She turns her gaze to Scarlet. “I have a beautiful house, and I hate it. I’d rather live in a cabin beside a stream, if you want to know the truth. My ex-husband has managed to convince our daughters that our despising each other is entirely my fault. I spend my time, energy, and a good bit of my money on my own appearance, despite the fact that no man is ever going to look at me with anything approaching desire again. And so I channel all my surplus sexual energy into expensive food and art I don’t really care about and maintaining the fucking showplace of a house I created for Ted, always for Ted, who needed to entertain people from Georgetown, he said, who constantly had his sights set on better things—including a whole gaggle of willing and eager graduate students, all his little political theorists in training and on the make, each of whom he was screwing, one after another right there in his office, then coming home for a cocktail party on our back verandah—can you believe we called it our fucking verandah —oozing all his oily charm, talking up the president’s wife, glad-handing everyone in the room.

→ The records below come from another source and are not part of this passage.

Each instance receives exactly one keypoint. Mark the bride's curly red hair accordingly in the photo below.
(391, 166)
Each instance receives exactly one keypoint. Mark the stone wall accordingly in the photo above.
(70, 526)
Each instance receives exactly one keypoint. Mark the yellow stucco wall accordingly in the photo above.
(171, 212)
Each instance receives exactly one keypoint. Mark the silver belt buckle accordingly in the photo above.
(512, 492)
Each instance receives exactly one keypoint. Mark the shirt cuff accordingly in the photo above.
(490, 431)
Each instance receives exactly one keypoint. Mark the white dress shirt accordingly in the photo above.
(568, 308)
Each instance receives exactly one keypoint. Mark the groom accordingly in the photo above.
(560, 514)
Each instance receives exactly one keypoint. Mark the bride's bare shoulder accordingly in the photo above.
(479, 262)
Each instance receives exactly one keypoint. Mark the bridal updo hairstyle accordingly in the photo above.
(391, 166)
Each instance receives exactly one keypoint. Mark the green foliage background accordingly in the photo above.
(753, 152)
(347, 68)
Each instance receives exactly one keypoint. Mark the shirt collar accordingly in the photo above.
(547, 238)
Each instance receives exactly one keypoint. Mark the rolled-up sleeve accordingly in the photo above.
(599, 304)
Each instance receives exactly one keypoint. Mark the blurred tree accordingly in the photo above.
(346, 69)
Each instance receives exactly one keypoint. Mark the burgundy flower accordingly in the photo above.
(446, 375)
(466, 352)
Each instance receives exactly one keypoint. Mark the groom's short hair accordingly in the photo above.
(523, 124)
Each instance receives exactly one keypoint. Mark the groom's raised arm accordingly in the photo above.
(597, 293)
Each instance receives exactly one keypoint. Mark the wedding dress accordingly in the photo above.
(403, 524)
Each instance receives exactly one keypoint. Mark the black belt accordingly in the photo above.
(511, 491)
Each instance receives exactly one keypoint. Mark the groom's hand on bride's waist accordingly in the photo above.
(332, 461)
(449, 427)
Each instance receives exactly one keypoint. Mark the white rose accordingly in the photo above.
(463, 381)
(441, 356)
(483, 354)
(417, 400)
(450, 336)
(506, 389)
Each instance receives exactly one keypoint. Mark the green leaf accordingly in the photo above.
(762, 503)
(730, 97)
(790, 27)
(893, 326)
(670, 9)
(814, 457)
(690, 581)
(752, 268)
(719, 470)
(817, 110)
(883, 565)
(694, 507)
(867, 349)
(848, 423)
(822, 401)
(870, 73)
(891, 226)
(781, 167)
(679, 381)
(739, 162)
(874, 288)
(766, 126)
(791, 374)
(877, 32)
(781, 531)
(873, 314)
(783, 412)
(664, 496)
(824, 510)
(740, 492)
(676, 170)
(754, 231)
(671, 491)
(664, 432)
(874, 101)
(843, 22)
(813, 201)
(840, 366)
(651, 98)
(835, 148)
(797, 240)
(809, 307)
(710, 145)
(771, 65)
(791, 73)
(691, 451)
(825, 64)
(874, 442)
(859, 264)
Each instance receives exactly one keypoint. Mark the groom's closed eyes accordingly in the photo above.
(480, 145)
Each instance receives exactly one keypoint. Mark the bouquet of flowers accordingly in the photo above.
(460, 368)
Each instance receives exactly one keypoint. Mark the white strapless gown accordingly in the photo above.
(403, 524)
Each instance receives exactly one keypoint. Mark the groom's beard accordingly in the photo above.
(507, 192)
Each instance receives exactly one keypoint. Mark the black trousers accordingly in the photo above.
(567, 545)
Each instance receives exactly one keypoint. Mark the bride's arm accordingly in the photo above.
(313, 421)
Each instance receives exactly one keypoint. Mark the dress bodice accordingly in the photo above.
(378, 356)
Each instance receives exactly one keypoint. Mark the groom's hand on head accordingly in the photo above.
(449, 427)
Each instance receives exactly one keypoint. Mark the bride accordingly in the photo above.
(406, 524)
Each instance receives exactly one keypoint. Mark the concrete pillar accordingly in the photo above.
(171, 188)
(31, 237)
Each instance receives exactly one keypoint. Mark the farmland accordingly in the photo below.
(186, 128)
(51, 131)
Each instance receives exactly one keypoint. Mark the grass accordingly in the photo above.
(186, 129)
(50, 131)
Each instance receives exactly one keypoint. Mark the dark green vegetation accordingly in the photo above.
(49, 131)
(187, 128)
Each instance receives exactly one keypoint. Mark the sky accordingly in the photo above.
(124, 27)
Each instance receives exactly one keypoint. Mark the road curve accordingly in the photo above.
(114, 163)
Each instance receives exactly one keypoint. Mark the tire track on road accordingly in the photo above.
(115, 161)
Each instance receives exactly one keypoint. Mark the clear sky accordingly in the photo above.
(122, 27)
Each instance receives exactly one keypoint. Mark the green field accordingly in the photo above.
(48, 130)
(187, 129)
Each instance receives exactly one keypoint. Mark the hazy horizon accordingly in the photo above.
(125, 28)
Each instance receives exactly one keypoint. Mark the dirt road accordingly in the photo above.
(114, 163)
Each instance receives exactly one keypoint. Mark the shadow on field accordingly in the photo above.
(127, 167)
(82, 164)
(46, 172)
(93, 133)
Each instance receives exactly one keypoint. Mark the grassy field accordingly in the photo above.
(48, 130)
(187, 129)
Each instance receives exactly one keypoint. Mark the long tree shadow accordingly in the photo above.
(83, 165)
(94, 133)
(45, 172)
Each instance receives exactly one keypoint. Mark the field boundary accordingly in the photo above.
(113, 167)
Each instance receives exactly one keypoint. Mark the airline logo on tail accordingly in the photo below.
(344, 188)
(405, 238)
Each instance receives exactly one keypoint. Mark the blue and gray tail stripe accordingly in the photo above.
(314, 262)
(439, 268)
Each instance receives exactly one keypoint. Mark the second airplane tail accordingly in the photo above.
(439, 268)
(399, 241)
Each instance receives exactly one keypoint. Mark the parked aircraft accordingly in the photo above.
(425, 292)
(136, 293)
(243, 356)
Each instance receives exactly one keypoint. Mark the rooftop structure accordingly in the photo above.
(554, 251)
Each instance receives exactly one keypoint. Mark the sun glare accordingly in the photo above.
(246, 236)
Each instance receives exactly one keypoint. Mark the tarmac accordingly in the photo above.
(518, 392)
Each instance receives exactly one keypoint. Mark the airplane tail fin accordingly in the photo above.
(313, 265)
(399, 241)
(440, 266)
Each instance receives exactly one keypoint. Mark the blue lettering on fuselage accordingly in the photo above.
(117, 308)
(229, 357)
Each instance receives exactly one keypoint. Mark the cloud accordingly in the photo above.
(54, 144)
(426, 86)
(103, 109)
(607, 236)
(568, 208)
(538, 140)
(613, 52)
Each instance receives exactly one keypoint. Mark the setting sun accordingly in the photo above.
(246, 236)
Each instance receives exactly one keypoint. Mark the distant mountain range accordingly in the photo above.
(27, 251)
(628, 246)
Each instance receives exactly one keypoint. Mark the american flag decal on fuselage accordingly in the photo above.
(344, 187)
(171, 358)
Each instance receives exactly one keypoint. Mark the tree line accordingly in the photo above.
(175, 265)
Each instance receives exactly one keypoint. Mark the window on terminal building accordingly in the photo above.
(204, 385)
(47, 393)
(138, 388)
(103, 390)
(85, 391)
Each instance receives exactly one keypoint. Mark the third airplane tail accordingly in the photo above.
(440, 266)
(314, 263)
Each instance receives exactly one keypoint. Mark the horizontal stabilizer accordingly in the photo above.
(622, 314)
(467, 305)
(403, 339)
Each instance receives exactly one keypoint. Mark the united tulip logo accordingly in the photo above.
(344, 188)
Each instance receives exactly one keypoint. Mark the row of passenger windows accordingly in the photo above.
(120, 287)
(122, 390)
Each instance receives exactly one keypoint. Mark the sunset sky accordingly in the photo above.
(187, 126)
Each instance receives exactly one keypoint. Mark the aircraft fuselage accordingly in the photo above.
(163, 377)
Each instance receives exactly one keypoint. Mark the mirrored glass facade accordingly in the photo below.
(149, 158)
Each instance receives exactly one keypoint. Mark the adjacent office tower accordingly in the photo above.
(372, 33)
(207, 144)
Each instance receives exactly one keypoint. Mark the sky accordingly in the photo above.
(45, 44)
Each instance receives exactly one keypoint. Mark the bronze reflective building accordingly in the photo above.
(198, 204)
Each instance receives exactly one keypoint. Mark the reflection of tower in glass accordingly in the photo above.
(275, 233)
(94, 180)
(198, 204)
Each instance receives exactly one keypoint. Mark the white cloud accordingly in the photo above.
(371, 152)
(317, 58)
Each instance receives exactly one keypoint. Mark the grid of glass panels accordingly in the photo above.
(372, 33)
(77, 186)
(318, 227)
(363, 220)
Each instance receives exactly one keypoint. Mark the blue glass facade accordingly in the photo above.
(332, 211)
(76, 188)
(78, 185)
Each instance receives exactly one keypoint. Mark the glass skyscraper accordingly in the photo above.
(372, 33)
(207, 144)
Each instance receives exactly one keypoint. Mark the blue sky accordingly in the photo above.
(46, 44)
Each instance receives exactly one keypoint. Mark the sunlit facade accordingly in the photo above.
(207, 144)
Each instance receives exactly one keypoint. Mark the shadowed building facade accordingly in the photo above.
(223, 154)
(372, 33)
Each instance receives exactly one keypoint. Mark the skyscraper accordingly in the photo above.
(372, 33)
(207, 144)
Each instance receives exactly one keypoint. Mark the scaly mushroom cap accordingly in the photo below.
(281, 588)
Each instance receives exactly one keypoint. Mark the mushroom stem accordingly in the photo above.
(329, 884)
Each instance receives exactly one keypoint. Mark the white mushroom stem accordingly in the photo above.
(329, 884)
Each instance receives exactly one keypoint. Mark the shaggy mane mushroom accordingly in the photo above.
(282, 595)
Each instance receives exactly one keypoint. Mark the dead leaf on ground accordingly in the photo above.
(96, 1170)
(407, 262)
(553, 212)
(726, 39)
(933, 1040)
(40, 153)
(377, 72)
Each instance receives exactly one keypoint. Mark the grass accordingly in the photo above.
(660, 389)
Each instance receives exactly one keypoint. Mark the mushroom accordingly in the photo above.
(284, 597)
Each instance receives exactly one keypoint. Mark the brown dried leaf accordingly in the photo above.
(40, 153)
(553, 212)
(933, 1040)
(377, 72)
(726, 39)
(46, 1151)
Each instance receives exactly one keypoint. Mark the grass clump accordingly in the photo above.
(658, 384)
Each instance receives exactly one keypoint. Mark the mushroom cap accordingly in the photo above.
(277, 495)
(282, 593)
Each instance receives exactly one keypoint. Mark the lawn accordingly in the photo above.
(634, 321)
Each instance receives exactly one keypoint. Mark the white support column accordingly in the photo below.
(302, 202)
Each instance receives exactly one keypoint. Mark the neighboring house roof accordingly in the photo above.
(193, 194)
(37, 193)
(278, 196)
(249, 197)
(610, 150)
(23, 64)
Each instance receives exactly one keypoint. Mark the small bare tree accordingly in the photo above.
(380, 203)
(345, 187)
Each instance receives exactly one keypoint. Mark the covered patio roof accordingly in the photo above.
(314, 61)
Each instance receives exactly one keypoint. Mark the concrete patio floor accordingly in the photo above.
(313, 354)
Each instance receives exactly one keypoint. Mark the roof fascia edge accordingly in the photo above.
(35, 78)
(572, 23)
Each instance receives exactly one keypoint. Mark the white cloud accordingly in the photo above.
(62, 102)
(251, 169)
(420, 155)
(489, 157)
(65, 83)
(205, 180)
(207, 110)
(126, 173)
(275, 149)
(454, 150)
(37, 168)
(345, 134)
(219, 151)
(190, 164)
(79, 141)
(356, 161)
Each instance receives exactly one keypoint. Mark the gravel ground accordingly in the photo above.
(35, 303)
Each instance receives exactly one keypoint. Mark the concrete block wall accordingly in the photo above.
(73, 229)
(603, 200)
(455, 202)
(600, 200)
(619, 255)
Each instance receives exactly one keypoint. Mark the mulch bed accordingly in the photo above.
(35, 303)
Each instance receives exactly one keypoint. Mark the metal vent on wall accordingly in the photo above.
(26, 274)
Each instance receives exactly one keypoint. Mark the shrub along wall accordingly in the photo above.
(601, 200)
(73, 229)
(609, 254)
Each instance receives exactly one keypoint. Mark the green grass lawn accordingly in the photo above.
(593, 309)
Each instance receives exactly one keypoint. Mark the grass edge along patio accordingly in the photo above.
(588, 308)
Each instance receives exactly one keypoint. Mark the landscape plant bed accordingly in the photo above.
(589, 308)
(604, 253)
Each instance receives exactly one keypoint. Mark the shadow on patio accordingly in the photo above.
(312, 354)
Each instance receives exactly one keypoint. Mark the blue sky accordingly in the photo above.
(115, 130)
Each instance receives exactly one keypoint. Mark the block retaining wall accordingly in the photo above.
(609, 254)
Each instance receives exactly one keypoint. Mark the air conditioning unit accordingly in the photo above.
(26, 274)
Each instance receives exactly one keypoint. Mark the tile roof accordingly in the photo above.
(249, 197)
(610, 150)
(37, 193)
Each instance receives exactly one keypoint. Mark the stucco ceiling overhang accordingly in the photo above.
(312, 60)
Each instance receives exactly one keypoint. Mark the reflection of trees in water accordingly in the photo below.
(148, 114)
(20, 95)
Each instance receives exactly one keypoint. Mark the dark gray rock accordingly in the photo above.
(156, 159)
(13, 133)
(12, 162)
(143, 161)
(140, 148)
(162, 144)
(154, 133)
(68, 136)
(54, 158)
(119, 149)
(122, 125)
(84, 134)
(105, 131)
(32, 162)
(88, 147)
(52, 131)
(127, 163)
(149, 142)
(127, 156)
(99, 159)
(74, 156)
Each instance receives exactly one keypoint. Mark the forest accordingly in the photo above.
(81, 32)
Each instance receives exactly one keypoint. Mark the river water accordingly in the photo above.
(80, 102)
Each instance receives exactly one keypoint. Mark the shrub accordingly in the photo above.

“God, he was good at it. It made me sick, and at the same time, I can’t explain this, it turned me on. Even in the midst of all that, even knowing what he was doing, practically right in front of me, I still ached for him; sometimes I think we had the best sex when I hated him the most. At least at the end.
“And so I kept it up—for years I kept it up. I hired the caterers and ordered the wine and decorated, and redecorated, and re-redecorated, until I thought I’d throw up if I looked at one more copy of House Beautiful or Architectural Digest.”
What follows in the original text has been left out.